An imperfect picture: The data for the study comes from foreign financial institutions, who as of 2015 are required to submit information to the IRS under the Foreign Account Tax Compliance Act (FACTA). The researchers combined that confidential data with information from the IRS to get a picture of who owns what overseas — a challenging task given the complexity of ownership structures such as pass-throughs and trusts.

The researchers said they are aware there are errors in their analysis, such as falsely identifying foreign owners as Americans. But they maintain that their analysis provides a far clearer picture of offshore U.S. wealth than was possible before FACTA data was made available.

“Despite … significant gaps, this paper provides a compelling look at both the magnitude of assets held overseas and the characteristics of their US owners,” says Howard Glickman of the Tax Policy Center. “And the authors conclude that a relative handful of very rich Americans stashed trillions of dollars in wealth overseas principally to avoid US taxes.”

Quote of the Day

“I can tell you I have a number of patients who are on dialysis with renal failure for the rest of their life because they couldn’t afford the medication for their blood pressure, and that caused their kidneys to go bad.”

— Dr. John Lucas, a surgeon at Greenwood Leflore Hospital in Greenwood, Mississippi, talking to The New York Times about the avoidable suffering experienced by low-income individuals in his state who have no health insurance due to the refusal of political leaders to expand Medicaid as allowed by the Affordable Care Act.

North Carolina opted to expand its Medicaid system this week, leaving just 10 states, all with Republican-controlled legislatures, that have chosen not to do so. In Mississippi, expanding Medicaid would provide health coverage to roughly 100,000 people who currently do not qualify, while giving the state’s 100-plus hospitals — many of which are losing money and in danger of closing — an infusion of $1.35 billion a year.

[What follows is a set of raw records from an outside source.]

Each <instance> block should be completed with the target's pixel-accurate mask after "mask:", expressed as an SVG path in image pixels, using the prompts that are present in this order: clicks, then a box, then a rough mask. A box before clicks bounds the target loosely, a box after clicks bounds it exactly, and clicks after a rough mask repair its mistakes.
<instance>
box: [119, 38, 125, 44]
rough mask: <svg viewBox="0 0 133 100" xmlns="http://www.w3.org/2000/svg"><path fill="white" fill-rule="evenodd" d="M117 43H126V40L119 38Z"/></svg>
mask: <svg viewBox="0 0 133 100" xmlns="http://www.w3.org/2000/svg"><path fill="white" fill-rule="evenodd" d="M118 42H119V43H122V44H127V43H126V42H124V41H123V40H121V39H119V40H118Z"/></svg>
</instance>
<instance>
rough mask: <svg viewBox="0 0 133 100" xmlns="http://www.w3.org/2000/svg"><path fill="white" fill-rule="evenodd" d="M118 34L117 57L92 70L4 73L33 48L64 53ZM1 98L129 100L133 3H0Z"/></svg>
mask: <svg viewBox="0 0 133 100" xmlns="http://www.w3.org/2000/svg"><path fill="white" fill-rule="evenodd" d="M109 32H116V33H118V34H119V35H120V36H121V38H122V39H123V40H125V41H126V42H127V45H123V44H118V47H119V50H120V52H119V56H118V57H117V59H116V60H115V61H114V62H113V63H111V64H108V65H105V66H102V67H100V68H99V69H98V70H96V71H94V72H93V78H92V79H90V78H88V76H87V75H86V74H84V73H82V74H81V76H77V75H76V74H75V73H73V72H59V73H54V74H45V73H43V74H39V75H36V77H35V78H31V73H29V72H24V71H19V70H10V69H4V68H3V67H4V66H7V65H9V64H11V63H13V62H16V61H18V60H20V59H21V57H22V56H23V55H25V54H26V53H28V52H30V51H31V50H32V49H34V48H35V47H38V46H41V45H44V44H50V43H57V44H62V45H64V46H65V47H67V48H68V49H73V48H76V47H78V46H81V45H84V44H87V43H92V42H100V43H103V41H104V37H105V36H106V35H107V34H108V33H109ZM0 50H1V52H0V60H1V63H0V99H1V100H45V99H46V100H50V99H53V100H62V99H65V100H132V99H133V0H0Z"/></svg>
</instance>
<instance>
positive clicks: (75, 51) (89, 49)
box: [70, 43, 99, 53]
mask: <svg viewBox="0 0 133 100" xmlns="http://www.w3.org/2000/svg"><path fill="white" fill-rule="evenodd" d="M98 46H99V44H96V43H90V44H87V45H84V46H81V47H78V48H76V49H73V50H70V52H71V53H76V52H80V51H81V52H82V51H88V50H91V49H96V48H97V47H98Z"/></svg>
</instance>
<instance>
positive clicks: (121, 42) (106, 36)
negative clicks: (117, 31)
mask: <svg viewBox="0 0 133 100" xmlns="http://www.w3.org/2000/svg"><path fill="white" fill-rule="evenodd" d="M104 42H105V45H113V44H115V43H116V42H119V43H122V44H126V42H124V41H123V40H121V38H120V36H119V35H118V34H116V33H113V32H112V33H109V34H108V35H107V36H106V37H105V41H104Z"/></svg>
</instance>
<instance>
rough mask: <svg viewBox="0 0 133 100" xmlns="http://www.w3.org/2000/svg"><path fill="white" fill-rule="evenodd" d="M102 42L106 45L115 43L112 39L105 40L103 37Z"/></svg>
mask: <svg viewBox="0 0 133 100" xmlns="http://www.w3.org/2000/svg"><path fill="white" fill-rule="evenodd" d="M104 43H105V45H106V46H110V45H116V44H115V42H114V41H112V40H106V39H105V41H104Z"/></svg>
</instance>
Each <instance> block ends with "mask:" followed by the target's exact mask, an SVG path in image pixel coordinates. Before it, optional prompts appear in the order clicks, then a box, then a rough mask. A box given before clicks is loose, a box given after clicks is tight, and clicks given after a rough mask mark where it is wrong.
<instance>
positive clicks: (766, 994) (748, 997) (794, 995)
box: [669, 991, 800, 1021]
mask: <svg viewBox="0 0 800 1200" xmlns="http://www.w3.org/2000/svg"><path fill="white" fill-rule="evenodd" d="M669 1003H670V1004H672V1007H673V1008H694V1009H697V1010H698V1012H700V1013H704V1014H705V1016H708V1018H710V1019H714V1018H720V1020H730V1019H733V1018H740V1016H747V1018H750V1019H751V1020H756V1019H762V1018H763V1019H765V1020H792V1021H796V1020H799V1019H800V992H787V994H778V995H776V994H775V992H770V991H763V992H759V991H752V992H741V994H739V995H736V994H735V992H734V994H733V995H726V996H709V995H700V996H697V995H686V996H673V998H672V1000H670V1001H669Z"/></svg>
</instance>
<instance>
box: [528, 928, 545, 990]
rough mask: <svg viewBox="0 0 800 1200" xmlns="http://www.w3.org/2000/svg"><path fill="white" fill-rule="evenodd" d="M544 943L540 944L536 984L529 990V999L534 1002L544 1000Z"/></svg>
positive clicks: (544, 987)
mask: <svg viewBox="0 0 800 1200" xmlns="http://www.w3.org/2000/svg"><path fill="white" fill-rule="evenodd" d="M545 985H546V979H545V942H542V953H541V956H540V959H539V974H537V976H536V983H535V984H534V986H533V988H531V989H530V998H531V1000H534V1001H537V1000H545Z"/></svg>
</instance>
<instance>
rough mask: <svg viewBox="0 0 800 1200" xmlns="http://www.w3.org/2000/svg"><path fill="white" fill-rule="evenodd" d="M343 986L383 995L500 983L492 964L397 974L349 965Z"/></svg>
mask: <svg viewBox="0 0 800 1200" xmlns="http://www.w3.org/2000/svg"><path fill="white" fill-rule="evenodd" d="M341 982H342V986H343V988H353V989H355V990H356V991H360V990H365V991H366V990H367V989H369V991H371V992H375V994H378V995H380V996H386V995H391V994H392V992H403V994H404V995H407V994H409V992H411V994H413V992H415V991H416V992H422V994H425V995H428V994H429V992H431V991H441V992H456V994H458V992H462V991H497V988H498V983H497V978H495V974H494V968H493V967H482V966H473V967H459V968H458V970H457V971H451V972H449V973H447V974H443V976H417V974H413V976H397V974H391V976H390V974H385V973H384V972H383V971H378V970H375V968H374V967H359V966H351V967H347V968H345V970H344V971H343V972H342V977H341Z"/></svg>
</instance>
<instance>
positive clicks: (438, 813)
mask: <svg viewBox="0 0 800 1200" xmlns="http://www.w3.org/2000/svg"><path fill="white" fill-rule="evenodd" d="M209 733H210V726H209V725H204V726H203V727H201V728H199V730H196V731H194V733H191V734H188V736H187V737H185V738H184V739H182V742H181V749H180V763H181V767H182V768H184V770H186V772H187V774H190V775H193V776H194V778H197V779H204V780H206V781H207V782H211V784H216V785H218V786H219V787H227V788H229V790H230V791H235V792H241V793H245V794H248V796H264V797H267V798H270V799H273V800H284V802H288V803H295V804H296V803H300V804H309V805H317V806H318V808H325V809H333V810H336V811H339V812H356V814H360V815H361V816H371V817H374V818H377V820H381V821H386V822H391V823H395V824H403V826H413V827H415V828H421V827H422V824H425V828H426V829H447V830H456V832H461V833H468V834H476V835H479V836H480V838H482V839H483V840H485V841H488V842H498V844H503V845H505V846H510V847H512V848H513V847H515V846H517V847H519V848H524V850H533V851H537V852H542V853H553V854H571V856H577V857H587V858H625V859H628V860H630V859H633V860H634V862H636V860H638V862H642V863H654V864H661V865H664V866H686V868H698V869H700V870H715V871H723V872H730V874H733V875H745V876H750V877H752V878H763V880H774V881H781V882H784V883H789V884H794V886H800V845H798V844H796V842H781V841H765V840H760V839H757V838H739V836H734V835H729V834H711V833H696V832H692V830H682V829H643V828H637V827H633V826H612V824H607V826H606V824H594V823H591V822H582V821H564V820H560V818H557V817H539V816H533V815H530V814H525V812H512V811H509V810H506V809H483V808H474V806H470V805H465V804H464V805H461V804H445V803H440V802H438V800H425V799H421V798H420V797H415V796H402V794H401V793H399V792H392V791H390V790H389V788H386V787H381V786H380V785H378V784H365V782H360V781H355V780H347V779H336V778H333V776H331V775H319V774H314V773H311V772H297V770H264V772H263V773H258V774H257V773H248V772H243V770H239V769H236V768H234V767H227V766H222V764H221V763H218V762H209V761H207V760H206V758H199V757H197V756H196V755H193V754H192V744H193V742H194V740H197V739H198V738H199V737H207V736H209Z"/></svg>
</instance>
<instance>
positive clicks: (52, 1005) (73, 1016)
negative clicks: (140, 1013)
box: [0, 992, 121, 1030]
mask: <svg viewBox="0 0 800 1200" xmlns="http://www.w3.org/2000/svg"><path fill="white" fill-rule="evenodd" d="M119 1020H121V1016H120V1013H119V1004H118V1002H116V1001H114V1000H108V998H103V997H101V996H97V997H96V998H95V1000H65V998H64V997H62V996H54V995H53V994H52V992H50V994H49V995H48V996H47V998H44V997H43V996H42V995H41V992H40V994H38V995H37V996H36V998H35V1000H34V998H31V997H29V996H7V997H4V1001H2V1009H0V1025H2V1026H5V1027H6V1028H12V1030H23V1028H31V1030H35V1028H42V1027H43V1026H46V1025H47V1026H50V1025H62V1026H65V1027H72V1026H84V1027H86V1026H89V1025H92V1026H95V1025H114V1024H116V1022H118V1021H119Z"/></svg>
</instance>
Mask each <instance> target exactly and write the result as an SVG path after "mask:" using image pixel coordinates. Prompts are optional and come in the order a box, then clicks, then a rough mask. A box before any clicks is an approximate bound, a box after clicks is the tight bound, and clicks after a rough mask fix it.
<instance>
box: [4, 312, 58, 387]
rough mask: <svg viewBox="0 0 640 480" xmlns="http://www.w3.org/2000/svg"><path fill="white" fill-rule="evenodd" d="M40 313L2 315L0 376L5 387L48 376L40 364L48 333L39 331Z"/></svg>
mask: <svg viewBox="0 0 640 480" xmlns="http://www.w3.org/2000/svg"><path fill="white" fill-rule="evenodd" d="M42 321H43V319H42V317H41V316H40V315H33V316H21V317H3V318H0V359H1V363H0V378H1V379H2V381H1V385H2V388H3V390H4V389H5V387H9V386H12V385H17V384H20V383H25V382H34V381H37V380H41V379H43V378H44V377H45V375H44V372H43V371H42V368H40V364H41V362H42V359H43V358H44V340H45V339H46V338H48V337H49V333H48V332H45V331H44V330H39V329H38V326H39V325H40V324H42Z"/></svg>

But Republican Gov. Tate Reeves, who is sitting on a $3.9 billion budget surplus, is adamantly opposed to Medicaid expansion. In his annual address in January, Reeves warned state lawmakers not to “cave under the pressure of Democrats and their allies in the media who are pushing for the expansion of Obamacare, welfare and socialized medicine.” Reeves argues that providing health care to more of Mississippi’s poor is not in the taxpayer’s interest, even if the cost is largely subsidized by the federal government.